Dear Weller,
As I stared blankly at the Word document on my screen, trying to figure out what to write this week, I grabbed you off of my bed and said, “Weller, help me." Then I looked at your patted-down fur and dirty bandana and realized that you sure have seen better days since I first picked you out at the science museum in the second grade. However, behind all of the dirtiness (maybe I should send you through the wash at least once a year) are 14 years of memories and love that only a stuffed yellow lab like yourself could hold.
You see, my dad always gets mad because I take you with me every time I go somewhere overnight. I can count on one hand the amount of nights that I have spent without you in the last year. Whenever we go on a family trip, I stuff you in my already packed carry-on, causing my bag to bust at the zippers. “Faith, you don’t need that; leave it at home,” my dad will tell me as I move stuff around in my bag. He’ll even threaten to get rid of you when I’m not looking. However, the truth is I do need you. I’ve cuddled with you in my sleep nearly every night since I was a kid and when I have you with me, I feel like I’m safe. If any nightmares try to creep up on me in the night, I know that you’ll fight them off for me.

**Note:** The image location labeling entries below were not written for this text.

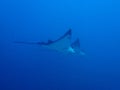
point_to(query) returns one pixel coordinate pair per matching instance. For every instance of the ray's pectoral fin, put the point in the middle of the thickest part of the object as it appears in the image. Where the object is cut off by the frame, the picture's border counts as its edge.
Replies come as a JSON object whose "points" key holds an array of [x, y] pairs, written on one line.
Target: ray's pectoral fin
{"points": [[61, 43]]}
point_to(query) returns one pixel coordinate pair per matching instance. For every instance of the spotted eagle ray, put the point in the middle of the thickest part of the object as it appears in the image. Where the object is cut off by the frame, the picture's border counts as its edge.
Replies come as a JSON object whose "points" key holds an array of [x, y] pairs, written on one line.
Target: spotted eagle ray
{"points": [[62, 44]]}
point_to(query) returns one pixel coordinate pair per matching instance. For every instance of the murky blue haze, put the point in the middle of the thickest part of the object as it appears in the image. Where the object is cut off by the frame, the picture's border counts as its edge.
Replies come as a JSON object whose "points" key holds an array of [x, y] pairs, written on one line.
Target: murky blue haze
{"points": [[30, 67]]}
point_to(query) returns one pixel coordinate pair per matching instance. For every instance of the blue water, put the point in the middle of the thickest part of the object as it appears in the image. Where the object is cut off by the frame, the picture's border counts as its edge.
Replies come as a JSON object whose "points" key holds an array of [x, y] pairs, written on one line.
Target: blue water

I took you with me when I studied abroad in London. Leaving home for such a long time with no family or friends was a scary thing. To be honest, having you there was like having a bit of home with me and whenever I was feeling a little homesick, I would give you a hug and know that everything was OK. Everything in a foreign country was completely new to me. And while I had pictures on my iPhone to remind me of home when I felt scared, what really helped me get through the hard times was you. You were the only tangible thing that I had with me that was familiar and you were always there to make me feel safe.
You were always my partner in crime growing up, and I would treat you like a member of the family. Whenever mom said something that I didn’t like, I would point your snout downward towards her giving her your “angry face.” I was never allowed to have a real dog, so you held the place of a real dog in my heart. I felt like you were always a member of the family.
You came to college with me on my first day of freshman year. And while I was scared that people might make fun of the fact that I still sleep with my childhood stuffed animal every night, I quickly realized that there are lots of grown-up kids who need a little piece of childhood like you with them every now and then. I know that I’m not the only one who sobbed hysterically at the end of "Toy Story 3," and that’s because we all know how much love our childhood toys hold within them. We grew up with them, giving them all of our love, our secrets and our memories. They watch us grow up into adults and watch us make good decisions and bad ones. They know how to make us feel better at the end of a rough day, without really doing anything at all.
Now, you sit in a prominent place on my bed for everyone to see when they come in my room. You have your own throne (aka the baby pillow that I got when I was born) and whenever I have a big decision to make, I look at you. You help me remember the child within during hard times. You remind me what it is like to be youthful. You’re always there for me, never mad or disappointed, just always there to give me your love. Behind your marble eyes and patted down fur are 14 years of memories and love that I will always thank you for.